Lo specchio di Bertolino è scrigno sigillato di un passato inaccessibile («dormono sotto /  la tua lastra di ghiaccio / immagini di un tempo», su cui invano si china il poeta: lo specchio è “abisso di tempo, / pozzo senza memoria, / gorgo di volti”; le sue “labbra d’argento” sono “chiuse a lutto” e da esse non trapela nulla se non una “nebbia fitta”. Agli specchi rigidi e freddi costruiti dall’uomo sono però accostati quelli naturali, le “gore” in cui si specchiano le primule e l’abbeveratoio che rispecchia un angolo di cielo, come se il poeta cercasse fuori, nella natura, un sollievo a “pensieri che si fanno / notte / sempre più fonda”, nel chiuso della stanza.

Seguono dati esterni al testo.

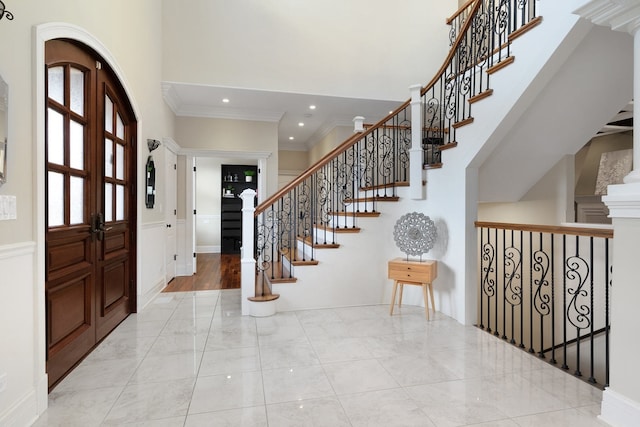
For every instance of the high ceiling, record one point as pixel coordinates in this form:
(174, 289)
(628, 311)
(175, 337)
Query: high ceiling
(288, 109)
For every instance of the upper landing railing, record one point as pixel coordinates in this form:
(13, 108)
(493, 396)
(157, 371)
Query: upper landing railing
(368, 167)
(547, 290)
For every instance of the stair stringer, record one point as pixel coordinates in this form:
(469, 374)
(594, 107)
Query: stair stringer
(356, 273)
(569, 78)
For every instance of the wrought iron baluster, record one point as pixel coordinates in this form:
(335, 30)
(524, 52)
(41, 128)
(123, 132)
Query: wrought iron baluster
(531, 301)
(496, 311)
(522, 292)
(606, 312)
(564, 302)
(592, 378)
(553, 302)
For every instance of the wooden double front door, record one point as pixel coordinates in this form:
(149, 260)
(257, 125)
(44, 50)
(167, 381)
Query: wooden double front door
(90, 204)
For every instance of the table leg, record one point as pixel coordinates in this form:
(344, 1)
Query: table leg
(433, 301)
(393, 296)
(426, 299)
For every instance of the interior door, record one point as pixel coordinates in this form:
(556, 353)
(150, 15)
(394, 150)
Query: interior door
(90, 165)
(171, 212)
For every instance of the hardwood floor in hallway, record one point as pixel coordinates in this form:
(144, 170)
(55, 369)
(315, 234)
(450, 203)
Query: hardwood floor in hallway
(215, 271)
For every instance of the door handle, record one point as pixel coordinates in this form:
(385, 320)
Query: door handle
(99, 228)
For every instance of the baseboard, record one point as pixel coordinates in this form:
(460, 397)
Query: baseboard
(23, 413)
(209, 249)
(618, 410)
(144, 300)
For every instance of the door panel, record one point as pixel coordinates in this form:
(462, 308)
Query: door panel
(171, 212)
(89, 274)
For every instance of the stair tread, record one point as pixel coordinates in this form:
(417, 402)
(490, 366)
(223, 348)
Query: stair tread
(373, 199)
(307, 241)
(276, 275)
(338, 230)
(389, 185)
(264, 298)
(359, 214)
(292, 256)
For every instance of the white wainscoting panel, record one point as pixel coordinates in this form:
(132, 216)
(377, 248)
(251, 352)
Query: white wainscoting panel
(151, 254)
(20, 315)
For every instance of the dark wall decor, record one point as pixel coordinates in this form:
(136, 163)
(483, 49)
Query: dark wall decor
(4, 12)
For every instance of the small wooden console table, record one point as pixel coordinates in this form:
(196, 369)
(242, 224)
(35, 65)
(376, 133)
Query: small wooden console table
(419, 273)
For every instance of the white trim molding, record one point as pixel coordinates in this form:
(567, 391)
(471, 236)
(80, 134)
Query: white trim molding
(620, 15)
(226, 154)
(618, 410)
(623, 200)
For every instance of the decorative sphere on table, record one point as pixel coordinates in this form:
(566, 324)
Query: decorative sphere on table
(415, 233)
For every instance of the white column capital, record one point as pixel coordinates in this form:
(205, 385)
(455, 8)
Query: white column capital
(358, 124)
(623, 200)
(620, 15)
(415, 93)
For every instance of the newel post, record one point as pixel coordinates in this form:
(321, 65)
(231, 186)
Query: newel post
(247, 261)
(415, 154)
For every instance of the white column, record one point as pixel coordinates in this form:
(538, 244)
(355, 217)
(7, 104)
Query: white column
(247, 262)
(415, 154)
(358, 124)
(634, 176)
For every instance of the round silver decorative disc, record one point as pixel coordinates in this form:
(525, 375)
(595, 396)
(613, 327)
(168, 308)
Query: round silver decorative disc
(415, 233)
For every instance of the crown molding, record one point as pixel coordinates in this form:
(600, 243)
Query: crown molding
(620, 15)
(226, 154)
(228, 113)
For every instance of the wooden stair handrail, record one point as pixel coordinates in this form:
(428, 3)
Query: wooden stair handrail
(551, 229)
(350, 142)
(459, 12)
(454, 47)
(361, 135)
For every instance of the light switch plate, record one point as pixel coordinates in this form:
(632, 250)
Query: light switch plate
(8, 208)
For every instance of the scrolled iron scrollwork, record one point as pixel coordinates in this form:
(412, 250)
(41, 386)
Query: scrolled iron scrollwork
(578, 313)
(513, 276)
(488, 258)
(502, 14)
(541, 300)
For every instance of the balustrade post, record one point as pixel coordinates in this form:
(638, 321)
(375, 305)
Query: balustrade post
(247, 260)
(416, 154)
(358, 124)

L’alternanza dentro / fuori segna anche la sezione che dà il nome all’intero libro, Ultime rose, dando risalto alla “finestra” come diaframma di confine tra le due dimensioni e sfociando in un “invito al viaggio” in un’altra dimensione, di cui le rose sono le misteriose chiavi. Così a poco a poco, da una lirica all’altra, lo spazio perde tutta la sua concretezza: la cucina scaldata dalla stufa, i tetti di neve, i fienili, il grido del gallo lasciano il posto a “un mondo sospeso in una ghianda di luce” , fuori del tempo. In questo vortice di lenta, inesorabile metamorfosi viene meno ogni àncora, ogni punto di riferimento e il cuore trema nel vento “come i fili della luce quando le rondini sono partite” – ma dal vuoto affiora una visione, una visione d’amore: perché l’amore è l’ultima rosa, come suggerisce la citazione J.R. Jiménez posta in esergo alla sezione.

Mia rosa di Natale
splendi come un prato di brina
quando la sottoveste
scivola pian piano
dalle tue spalle
come queste tenebre
dalla cerchia delle Alpi.

All’alba,
tramontiamo come i grappoli
delle stelle
che abbiamo abbracciato
nel giro della notte.

Ma le faville
del fuoco ormai spento
sono tutte vive
dentro i tuoi occhi.

Composta di tre strofe sempre più brevi, in lenta dissolvenza, la lirica vibra di una musica segreta, di un intimo dinamismo sinestesico da cui sgorgano le immagini, potenti e delicate, della “sottoveste che scivola pian piano dalle spalle”, del buio che cala “verso la cerchia delle Alpi”, dei “grappoli di stelle che abbiamo abbracciato nel giro della notte”. È un esempio perfetto di quello che nelle sue considerazioni sul “fare” poesia Bertolino aveva definito “una sorta di big bang”: «Quando la materia costretta allo spasimo erompe, sprigiona un’energia possente, irraggia un bagliore infinito su quella che era una cavità buia e inerte». Questo è il mistero – e il miracolo – della poesia di Remigio Bertolino, la “sicura ricchezza” che essa ci dona.